SSM inference on BlueField-3

Hey everyone,

I’m building an out-of-band network anomaly detection system that runs a Selective State Space Model (Mamba-3) on live packet flows. Flow-level features only — no payload inspection, zero decryption overhead.

Currently running a split-brain pipeline on an RTX 4090:

  • C++ eBPF Harvester intercepts at the NIC via XDP, extracts feature vectors, and writes to /dev/shm via DMA

  • PyTorch inference maps shared memory via torch.frombuffer() — true zero-copy IPC, bypassing the Python GIL

  • Pre-compiled CUDA Graph fires on a semaphore flip

Hitting a verified 40 Mpps compute ceiling at 1.6ms per 64K-packet batch. At Batch 256 we hit a hard PCIe Gen4 bottleneck transferring 5.86MB of shared memory — the GPU inference itself isn’t the limit, the bus is.
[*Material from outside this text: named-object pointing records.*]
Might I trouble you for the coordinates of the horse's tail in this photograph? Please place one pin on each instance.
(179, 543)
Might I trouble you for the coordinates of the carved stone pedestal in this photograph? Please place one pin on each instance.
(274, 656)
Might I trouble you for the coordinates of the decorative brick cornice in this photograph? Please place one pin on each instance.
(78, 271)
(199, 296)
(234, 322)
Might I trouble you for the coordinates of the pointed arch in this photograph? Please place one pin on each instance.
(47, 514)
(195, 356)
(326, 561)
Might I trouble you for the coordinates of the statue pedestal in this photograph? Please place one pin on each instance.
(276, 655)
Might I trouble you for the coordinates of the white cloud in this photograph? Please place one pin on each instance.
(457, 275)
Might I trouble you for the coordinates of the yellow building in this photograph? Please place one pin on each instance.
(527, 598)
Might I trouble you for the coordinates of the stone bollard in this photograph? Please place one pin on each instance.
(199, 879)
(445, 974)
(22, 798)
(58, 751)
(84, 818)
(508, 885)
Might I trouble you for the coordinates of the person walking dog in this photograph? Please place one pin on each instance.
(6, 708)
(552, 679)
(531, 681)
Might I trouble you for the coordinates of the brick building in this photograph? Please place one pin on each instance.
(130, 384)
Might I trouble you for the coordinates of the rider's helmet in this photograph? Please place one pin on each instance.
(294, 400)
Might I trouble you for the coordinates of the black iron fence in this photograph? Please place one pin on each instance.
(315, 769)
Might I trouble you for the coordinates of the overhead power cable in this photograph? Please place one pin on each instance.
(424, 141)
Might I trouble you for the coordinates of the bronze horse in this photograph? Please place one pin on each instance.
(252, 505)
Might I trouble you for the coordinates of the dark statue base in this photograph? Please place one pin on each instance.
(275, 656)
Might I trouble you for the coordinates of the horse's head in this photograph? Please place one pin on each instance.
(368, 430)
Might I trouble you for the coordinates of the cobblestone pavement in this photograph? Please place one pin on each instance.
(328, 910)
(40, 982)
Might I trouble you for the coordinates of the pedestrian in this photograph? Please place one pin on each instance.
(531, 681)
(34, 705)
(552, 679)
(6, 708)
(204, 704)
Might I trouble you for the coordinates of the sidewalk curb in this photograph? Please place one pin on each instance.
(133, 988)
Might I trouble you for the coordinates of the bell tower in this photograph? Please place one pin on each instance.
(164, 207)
We’re currently going through the NVIDIA Inception application process (domain vixdev.cloud) and evaluating BlueField-3 as our next hardware target — trying to get the architecture decisions right before we have access to the actual silicon.

Two paths we’re considering:

  1. On-DPU inference — run the SSM core directly on BF3’s ARM cores, eliminating the host PCIe transfer entirely. Concern: ARM throughput vs CUDA Graph on host GPU for a continuous-time sequence model.

  2. Host GPU offload via GPUDirect RDMA — BlueField handles XDP ingestion and feature extraction, tensors pushed directly to host GPU bypassing System RAM via ConnectX-7. Projected ceiling: 128 Mpps.

For a latency-sensitive SSM inference workload specifically, has anyone evaluated whether BF3’s ARM cores are viable for on-DPU inference, or does host GPU offload via GPUDirect remain the only practical path at line rate?

Happy to share more on the architecture.

Thanks,

Vickson | Founder, Vixero Technology Enterprise

vixdev.cloud

1/ Option 1 – SSM on BlueField-3 Arm cores

Viable only for relatively small / lightweight models or simple pre-filters. It’s not a realistic primary inference path at the rates you’re targeting.

2/ Option 2 – Host GPU offload via GPUDirect RDMA

This is the practical and recommended direction: use BlueField-3 for packet ingest + feature extraction, and use the host GPU for the SSM inference.

For detailed sizing and architecture guidance, please engage NVIDIA through your sales or enterprise support channel.

Appreciate the clarity jsl2! Going with Option 2 then – BF3 handles ingestion, GPUDirect RDMA to host GPU for SSM. Will reach out through Inception for the sizing details. Thanks!